Editorial: In the Moria trap
For reasons unknown, the competent government services are unable to handle or are indifferent to the explosive situation that has arisen
The government, which touts its leading role in the fight against racism and xenophobia, and which says that it respects human rights, is tolerating, maintaining and perpetuating the worst refugee camp in the world, as the international press describes Moria, on the island of Lesvos.
A series of reports have said that thousands of people in Moria are packed together in inhuman conditions, without tents and without fundamental sanitary conditions. The charges come one after another, but nobody seems to care. A few days ago, the Prefect of the Northern Aegean, following an inspection by the competent authorities, gave authorities a thirty-day deadline for improving conditions at the camp.
Yesterday, 19 NGOs in a joint statement, described the tragic living conditions, and the huge lack of medical and nursing staff. Press reports speak of rape and sexual abuse, even of children. There has been no reaction by the government or the competent minister.

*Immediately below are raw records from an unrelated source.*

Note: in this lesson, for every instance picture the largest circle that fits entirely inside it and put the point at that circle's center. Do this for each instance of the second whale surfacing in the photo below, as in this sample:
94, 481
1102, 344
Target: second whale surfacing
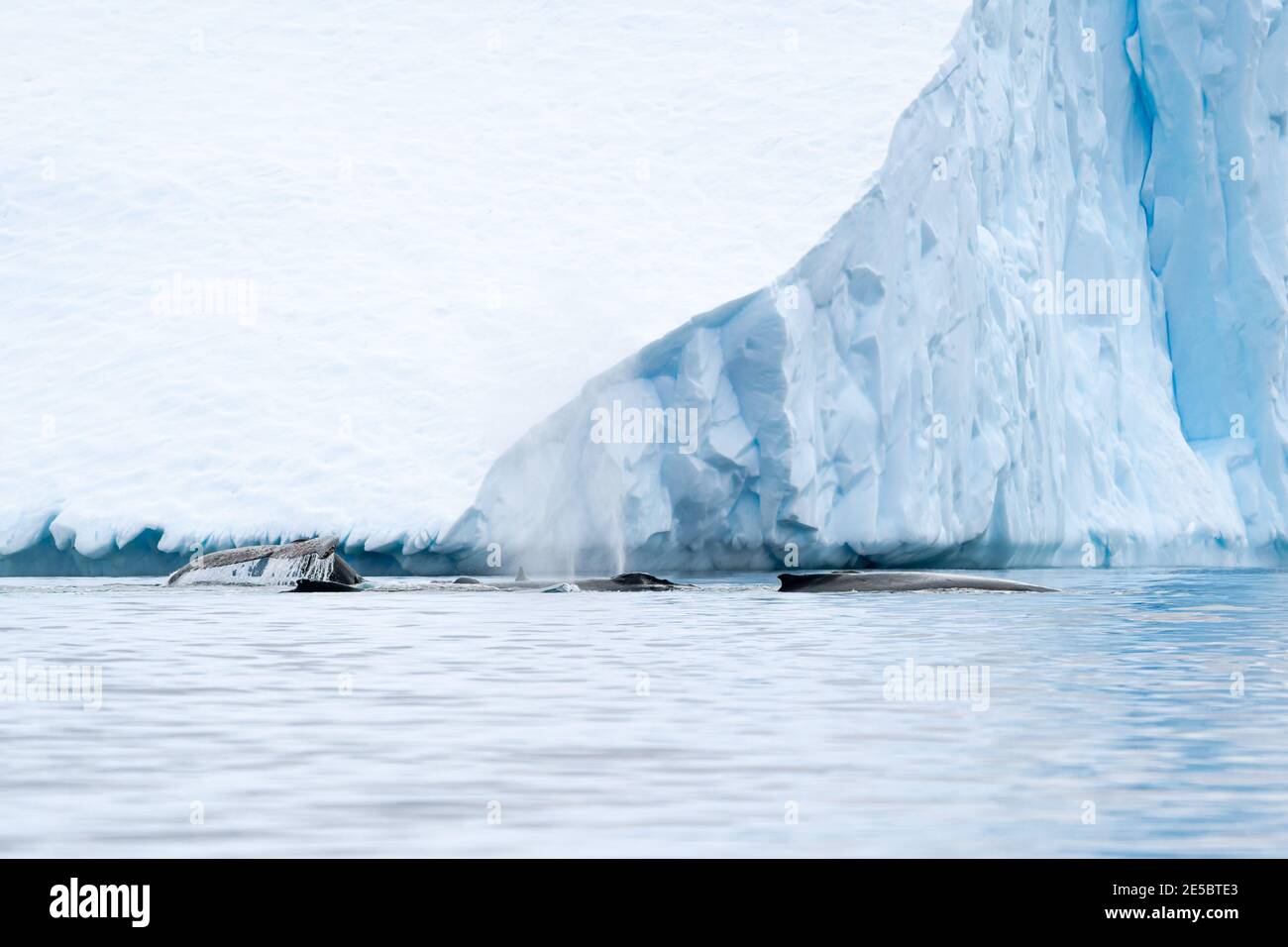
883, 579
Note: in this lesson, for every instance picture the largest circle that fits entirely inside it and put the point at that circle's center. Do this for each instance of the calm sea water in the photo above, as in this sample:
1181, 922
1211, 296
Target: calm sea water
1138, 712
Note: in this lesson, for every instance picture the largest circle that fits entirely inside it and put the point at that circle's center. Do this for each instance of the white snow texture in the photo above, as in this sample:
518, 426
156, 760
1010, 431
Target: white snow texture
1054, 330
1052, 333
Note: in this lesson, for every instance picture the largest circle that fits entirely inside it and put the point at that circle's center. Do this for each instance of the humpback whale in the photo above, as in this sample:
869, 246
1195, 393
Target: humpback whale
883, 579
308, 565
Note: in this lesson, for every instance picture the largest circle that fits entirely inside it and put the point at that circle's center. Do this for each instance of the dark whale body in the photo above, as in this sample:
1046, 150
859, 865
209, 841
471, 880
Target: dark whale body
883, 579
627, 581
307, 564
313, 585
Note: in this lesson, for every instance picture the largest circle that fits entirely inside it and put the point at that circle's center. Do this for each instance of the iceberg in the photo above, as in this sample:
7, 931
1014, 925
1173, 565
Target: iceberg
1051, 333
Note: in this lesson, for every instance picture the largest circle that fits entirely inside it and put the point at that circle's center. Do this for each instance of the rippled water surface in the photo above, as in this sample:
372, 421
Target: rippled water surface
1136, 712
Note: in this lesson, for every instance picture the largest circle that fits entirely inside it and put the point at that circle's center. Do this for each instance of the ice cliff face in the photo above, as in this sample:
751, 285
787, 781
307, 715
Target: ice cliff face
1052, 331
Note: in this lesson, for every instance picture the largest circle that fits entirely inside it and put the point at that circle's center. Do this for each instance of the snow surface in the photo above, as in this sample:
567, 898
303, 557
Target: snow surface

EU funding is available, but nobody knows where and to whom those funds are going. The tragic climate among refugees and migrants on Lesvos is fueling a sense of desperation in local residents, and that leads to racist and xenophobic reactions.
No one doubts that Greece has borne the brunt of the migrant wave. We are not, however, moving towards a new explosion of migration, at least on the Greek islands. Yet, those who reach Greek territory are placed in a space, the size of which is inadequate, in inhuman conditions. For reasons unknown, the competent government services are unable to handle or are indifferent to the explosive situation that has arisen.
With the winter ahead, it is obvious that the Moria ghetto is a huge trap for the thousands of homeless people that have been packed together there. Is the government, which is sensitive in its rhetoric, waiting to confront a tragedy in order to wake up?